Streets Full of Suitors

Jonah Miller

  • BuyCity Women: Money, Sex and the Social Order in Early Modern London by Eleanor Hubbard
    Oxford, 297 pp, £24.99, September, ISBN 978 0 19 872204 5
  • BuyWomen, Work and Sociability in Early Modern London by Tim Reinke-Williams
    Palgrave, 225 pp, £60.00, April, ISBN 978 1 137 37209 3

Is it not a prettie thing to carry Wife, Mayde, and Widdow in your pocket, when you may as it were conferre and heare them talke togither when you will? Nay more, drinke togither: yea, and that which is a further matter; utter their minds, chuse Husbands, and censure Complections; and all this in a quiet and friendly sort, betweene themselves and the pinte-pot.

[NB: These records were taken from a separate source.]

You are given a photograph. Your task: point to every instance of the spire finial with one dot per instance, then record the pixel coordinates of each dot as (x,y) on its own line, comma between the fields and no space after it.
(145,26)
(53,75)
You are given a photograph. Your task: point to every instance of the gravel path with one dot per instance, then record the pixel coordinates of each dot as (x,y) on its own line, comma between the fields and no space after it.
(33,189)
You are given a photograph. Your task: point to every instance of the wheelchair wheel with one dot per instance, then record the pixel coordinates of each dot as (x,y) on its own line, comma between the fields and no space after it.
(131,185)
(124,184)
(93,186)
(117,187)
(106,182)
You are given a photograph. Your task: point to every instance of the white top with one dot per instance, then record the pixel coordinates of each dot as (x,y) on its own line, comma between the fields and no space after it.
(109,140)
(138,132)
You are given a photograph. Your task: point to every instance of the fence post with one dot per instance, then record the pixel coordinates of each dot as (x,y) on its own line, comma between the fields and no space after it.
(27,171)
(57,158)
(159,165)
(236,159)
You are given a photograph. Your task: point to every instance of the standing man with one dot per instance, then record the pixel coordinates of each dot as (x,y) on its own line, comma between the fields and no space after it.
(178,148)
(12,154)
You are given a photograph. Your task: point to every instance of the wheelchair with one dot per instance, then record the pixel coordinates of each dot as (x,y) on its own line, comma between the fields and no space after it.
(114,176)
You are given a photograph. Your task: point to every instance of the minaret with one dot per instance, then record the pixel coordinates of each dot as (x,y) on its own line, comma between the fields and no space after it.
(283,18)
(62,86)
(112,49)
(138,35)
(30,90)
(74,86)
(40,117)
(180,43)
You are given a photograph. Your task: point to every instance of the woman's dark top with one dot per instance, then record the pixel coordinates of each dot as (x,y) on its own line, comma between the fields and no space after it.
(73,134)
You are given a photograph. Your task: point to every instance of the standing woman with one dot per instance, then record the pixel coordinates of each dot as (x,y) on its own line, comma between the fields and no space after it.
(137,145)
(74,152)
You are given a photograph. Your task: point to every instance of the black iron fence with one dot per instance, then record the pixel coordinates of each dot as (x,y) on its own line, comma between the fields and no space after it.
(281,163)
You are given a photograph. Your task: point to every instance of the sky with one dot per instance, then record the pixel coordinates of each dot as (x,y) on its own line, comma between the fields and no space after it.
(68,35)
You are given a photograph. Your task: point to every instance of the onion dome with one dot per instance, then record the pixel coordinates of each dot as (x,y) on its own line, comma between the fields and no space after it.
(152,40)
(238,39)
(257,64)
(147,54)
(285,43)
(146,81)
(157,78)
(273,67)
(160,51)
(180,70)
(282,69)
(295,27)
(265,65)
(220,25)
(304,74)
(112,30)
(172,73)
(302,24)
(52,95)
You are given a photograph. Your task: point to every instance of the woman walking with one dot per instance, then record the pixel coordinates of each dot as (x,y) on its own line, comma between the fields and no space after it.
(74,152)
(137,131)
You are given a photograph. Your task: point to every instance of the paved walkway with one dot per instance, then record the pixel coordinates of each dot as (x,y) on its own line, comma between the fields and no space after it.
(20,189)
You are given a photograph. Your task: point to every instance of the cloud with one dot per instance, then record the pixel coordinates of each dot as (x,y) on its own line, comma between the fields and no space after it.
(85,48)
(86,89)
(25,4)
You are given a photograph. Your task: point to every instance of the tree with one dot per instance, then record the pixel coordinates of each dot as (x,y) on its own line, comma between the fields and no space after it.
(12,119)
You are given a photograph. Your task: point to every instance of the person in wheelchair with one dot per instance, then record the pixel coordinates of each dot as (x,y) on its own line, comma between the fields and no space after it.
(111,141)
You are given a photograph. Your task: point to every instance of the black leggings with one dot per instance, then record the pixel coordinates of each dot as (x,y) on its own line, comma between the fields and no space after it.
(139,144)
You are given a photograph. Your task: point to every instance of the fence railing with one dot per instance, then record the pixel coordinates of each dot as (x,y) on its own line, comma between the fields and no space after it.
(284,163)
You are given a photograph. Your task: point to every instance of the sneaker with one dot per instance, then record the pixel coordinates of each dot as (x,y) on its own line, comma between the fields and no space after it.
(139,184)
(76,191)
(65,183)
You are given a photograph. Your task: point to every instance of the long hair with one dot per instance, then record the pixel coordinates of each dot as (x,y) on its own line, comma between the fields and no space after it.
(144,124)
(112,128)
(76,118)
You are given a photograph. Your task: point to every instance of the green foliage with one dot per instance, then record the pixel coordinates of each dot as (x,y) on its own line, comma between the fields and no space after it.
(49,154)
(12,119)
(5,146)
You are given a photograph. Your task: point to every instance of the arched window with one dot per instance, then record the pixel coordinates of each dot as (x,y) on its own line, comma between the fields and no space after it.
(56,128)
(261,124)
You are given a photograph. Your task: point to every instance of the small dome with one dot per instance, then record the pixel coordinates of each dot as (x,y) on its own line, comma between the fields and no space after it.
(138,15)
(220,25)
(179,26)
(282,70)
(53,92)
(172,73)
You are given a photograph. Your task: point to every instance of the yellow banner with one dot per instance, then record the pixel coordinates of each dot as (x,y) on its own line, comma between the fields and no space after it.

Samuel Rowlands’s Tis Merrie When Gossips Meete (1602) tells the uneventful story of three women going to a pub: a wife, a maid and a widow. They drink, gossip (‘What is become of Jane?’ ‘Oh, she is gone to dwell by London-wall’) and reminisce (‘But, Lord, the prankes that we mad-wenches playde’), especially about drinking (‘No Musique in the evenings we did lacke,/Such dauncing, Coussen, you would hardly thinke it/Whole pottles of the daintiest burned Sacke,/T’would do a Wench good at the hart to drinke it’). They spend some time discussing who has the best lot: the maid has ‘sutors with gifts continuall’, the wife ‘Vertue in mine Apron-strings’, while the widow stays conspicuously quiet. As promised, they ‘censure Complections’ – ‘Ile never trust a red-hair’d man againe,’ one says – and debate wealth versus looks. The target audience is male, and Rowlands presents a fantasy of what women did when men weren’t around, but there are hints of lives and identities beyond marriage. The wife has to be persuaded by the widow to come to the alehouse rather than mind the shop, and at the end, when they leave in a huff, the widow declares: ‘We have some credit where we dwell’ and ‘We are London Gentle-women borne.’